PIMCO Commodity Real Return Fund
Despite its standing as
the world’s top commodity fund based on assets, it still seems most investors
are unaware that Pimco offers an excellent commodities mutual fund, the
Commodity Real Return Fund. Many investors still seek out the Rogers fund
based on Jim Rogers’ name recognition, but Pimco’s entry is also an index-based
commodity fund, and it’s one we hold in very high regard.
To view details on the only three true commodity funds available today (most
“commodity-related” funds invest in stocks of energy-based companies, not the
physical commodities themselves), a comparison can be found in
Commodity Funds Comparison.
Alternatively, readers can request more information on any of these funds from
investment advisors, highly-experienced industry professionals we have found
that know these investments very well.
About Pimco’s Commodity Real Return Fund:
The Fund uses commodity-index-linked derivative instruments, such as commodity
swap agreements, to gain 100% exposure to the investment return of the Dow Jones
AIG Commodity Total Return Index (DJAIGCTRI)— a well-balanced and widely
followed measure of commodity prices. The Fund fully collateralizes the
commodity-index-linked derivative instruments by investing its assets in an
actively-managed portfolio of inflation-indexed bonds and other fixed-income
securities. Inflation-indexed bonds offer a return that is linked to changes in
the rate of inflation. As a result, the Fund attempts to employ a "Double RealTM"

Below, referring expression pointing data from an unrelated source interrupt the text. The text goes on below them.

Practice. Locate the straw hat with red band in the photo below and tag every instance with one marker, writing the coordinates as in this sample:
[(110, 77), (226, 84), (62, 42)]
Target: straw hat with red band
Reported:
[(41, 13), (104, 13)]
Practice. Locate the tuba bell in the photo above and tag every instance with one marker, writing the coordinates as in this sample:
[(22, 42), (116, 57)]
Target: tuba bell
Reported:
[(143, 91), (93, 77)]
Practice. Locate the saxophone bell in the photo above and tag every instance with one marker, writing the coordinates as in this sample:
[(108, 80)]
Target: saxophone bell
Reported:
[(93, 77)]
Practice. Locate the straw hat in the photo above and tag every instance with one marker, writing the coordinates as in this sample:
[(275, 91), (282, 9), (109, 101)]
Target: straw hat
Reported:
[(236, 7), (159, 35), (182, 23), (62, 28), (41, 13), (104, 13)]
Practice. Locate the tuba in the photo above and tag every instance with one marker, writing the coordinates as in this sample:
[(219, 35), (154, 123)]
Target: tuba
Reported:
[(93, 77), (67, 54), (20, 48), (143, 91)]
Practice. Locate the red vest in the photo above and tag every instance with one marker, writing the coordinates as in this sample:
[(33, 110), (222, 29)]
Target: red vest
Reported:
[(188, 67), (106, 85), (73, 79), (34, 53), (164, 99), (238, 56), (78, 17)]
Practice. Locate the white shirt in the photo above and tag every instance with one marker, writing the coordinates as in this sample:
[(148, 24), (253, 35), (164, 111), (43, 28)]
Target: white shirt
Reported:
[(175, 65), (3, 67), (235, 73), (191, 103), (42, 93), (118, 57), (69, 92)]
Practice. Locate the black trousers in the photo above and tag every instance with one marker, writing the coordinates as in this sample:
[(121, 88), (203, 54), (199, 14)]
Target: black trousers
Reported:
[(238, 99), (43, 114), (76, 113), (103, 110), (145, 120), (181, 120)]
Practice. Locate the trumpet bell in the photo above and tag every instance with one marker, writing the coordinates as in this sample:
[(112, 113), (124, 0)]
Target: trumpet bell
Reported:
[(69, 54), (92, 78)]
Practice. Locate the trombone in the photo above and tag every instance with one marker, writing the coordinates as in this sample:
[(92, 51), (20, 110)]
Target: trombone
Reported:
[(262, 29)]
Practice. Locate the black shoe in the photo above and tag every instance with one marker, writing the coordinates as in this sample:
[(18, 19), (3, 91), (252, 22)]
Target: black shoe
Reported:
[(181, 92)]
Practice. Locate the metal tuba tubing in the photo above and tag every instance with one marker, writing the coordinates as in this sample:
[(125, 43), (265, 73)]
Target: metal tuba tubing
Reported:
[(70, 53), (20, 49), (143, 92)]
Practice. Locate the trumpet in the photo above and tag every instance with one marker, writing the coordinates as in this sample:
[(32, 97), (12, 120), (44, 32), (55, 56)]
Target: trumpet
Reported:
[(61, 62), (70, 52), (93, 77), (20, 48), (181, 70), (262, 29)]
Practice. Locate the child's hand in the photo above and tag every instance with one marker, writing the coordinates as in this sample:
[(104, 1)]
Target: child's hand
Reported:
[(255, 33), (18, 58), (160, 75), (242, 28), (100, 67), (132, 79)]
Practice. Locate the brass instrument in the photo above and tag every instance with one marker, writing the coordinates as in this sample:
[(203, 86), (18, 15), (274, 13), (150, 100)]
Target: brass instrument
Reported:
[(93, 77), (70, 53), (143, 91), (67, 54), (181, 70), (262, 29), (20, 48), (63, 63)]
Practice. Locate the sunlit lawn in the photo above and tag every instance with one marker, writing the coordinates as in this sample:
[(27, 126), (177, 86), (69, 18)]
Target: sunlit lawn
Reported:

strategy, seeking to capitalize on the inflation-hedging properties of both
commodities and inflation-indexed bonds. Thus far, the result has been a fund
whose performance has exceeded its own benchmark index.
Like the Rogers Raw
Materials Fund, Pimco’s commodity fund is based on an index, so the investor
has little exposure to management-related investment mistakes; the performance
of these funds will simply mimic the performance of commodities in general.
Unlike the Rogers
Fund, which is a stand-alone product, investors in this vehicle gain some
significant advantages in terms of pricing, liquidity and ease of investment.